PMA Highlights: Gustave Le Gray, "The Brig"


By Andrew J Eschelbacher. This article is featured in The Collection: Highlights from the Portland Museum of Art

Describing his greatest professional ambition, Gustave Le Gray wrote, “I wish that photography, instead of falling within the domain of industry, of commerce, will be included among the arts. That is its only, true place.”

Gustave Le Gray (France, 1820 – 1884), The Brig (Brig in Moonlight), 1856, albumen print from wet collodion negatives, 12 3/8 x 15 3/4 inches. Museum purchase with support from the Susan Donnell Konkel Memorial Fund and the Freddy and Regina Homburg…

Gustave Le Gray (France, 1820 – 1884), The Brig (Brig in Moonlight), 1856, albumen print from wet collodion negatives, 12 3/8 x 15 3/4 inches. Museum purchase with support from the Susan Donnell Konkel Memorial Fund and the Freddy and Regina Homburger Endowment for Acquisitions, 2013.6. Image courtesy Pillar Digital Imaging.

The Brig is a technological and aesthetic testament to this effort and the potential of the photographic medium. In the work, a solitary ship floats quietly on the vast ocean, as the reflection of water and sky produces an ethereal quality in the clouds that hang hauntingly. The Romantic image exemplifies the period’s interest in rendering nature’s sublime expanse, which was normally the domain of painters. Rather than using the more conventional medium, however, Le Gray used a photographic process that captured similar artistic sensibilities, but allowed him to create a reproducible and technologically inventive image.

Le Gray began his career as a painter before turning to photography in the late 1840s. He quickly became an innovating force, bringing William Henry Fox Talbot’s paper-negative process to France (see cat. 14). Soon thereafter, he adopted a new photographic technique that used large glass-plate negatives. The glass plates combined with the chemistry of albumen prints to produce an exceptionally clear and detailed image that was also more stable than Talbot’s salted paper prints. Moreover, glass-plate negatives allowed photographers to work on a much larger scale than before, making landscape views like The Brig possible. The solidity of the glass plate also proved important, as it allowed artists to make many more reproductions than the paper negative offered.

The Brig became a well-known and celebrated image in the middle of the nineteenth century, and Le Gray produced hundreds of versions of it.
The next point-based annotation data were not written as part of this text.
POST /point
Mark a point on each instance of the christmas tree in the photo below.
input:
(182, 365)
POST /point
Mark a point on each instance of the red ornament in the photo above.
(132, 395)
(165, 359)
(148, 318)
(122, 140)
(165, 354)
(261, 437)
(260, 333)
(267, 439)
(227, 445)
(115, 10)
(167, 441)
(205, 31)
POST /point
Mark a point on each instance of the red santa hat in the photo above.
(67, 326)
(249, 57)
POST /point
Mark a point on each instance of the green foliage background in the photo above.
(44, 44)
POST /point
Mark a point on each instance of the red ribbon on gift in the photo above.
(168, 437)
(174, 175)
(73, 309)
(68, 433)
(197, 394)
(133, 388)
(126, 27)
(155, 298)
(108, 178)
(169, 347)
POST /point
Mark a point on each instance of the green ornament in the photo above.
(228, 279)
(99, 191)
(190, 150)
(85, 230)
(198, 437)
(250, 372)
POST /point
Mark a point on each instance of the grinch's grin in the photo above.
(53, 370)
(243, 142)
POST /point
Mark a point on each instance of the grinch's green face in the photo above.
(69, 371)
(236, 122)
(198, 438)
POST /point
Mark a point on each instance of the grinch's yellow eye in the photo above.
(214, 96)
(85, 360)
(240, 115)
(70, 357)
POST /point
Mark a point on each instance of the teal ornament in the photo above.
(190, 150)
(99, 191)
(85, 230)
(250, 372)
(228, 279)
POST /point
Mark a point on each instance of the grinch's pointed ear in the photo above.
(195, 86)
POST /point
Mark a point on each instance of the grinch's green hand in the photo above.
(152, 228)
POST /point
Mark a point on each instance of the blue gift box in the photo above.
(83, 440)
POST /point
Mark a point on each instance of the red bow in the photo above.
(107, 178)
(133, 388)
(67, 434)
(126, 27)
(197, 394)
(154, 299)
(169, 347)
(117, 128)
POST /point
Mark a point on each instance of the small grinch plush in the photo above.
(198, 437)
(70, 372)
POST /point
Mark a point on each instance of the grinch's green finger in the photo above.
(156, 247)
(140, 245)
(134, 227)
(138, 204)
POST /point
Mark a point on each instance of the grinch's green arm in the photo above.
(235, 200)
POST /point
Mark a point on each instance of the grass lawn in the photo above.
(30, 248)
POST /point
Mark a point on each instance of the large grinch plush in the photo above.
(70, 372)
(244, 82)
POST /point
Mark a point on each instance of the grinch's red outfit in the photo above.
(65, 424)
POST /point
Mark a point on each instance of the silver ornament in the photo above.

Although he captured this scene on a single-plate negative, he later refined his technique for subsequent harbor pictures by using two negatives. In the double-plate system, Le Gray created one view of the sky and one of the water. He then aligned the two negative plates together before exposing them for the positive print. The combination produced an even clearer view of the seascape atmosphere. Despite achieving major artistic success, the artist faced severe financial difficulties in the late 1850s, eventually fleeing France—and his debts—in 1860. After visits to Italy, Malta, and Lebanon, Le Gray settled in Egypt, where he spent the last two decades of his life.